Sunday, September 8, 2013
Baked Chicken and Zucchini
Tis the season for zucchini! Well, the end of the season anyway. But I eat zucchini all year long. And this new recipe that I've come across is a now family favorite that I'll be making often through out the whole year. I found the original recipe at Taste of Home, but I added a little of this and that to make it my own. You can easily switch it up too. Less zucchini, more tomato, no mushrooms, whatever you like or dislike. It's easy to throw together and the results are delicious. This serves 4.
4 boneless skinless chicken breast halves
1 cup bread crumbs, I used Panko
1 tsp. Italian seasoning
1 tbsp. water
salt and pepper
4 tbsp. olive oil
5 medium zucchini, sliced about 1/2 inch thick
2 medium tomatoes, chopped
1 cup sliced mushroom (about 8)
1 red or green bell pepper, chopped
1 cup of shredded mozzarella cheese
In a shallow bowl, beat egg, water, 1/2 teaspoon salt and pepper.

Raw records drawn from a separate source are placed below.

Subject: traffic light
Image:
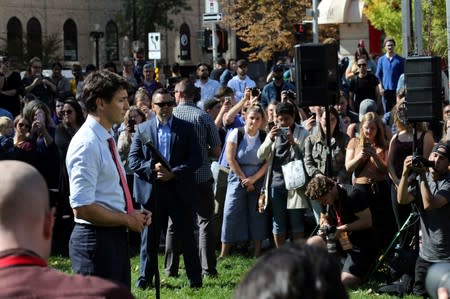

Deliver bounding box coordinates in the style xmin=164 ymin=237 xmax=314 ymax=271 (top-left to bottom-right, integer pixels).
xmin=294 ymin=22 xmax=312 ymax=43
xmin=203 ymin=28 xmax=228 ymax=53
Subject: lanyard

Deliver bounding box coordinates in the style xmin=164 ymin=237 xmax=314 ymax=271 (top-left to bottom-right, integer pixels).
xmin=0 ymin=255 xmax=47 ymax=268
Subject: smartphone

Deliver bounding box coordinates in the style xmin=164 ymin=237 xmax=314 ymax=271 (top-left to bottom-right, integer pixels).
xmin=128 ymin=119 xmax=136 ymax=133
xmin=252 ymin=87 xmax=259 ymax=97
xmin=280 ymin=127 xmax=289 ymax=136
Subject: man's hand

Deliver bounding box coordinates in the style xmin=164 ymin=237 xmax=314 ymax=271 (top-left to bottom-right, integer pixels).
xmin=127 ymin=210 xmax=151 ymax=233
xmin=140 ymin=209 xmax=152 ymax=226
xmin=153 ymin=163 xmax=175 ymax=182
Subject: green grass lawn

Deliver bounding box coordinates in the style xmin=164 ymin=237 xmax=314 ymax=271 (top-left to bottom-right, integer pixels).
xmin=49 ymin=255 xmax=420 ymax=299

Combine the Italian seasoning with the bread crumbs, and set aside 2-3 tablespoons of it. Place the remaining crumbs in a large re-sealable plastic bag. Dip chicken in egg mixture, then place in bag and shake to coat.
In a large skillet, cook chicken in 2 tablespoons oil for 2-3 minutes on each side or until golden brown; remove and set aside. In the same skillet, saute zucchini and peppers in remaining oil until crisp-tender; drain. Transfer to a greased 13-in. x 9-in. baking dish.
Sprinkle the reserved bread crumbs over the zucchini. Top with tomato slices and mushrooms and sprinkle with 2/3 cup mozzarella cheese, and a little salt. Top with chicken. Cover and bake at 400° for 25 minutes. Uncover and sprinkle with remaining cheese. Bake 10 minutes longer or until cheese is melted.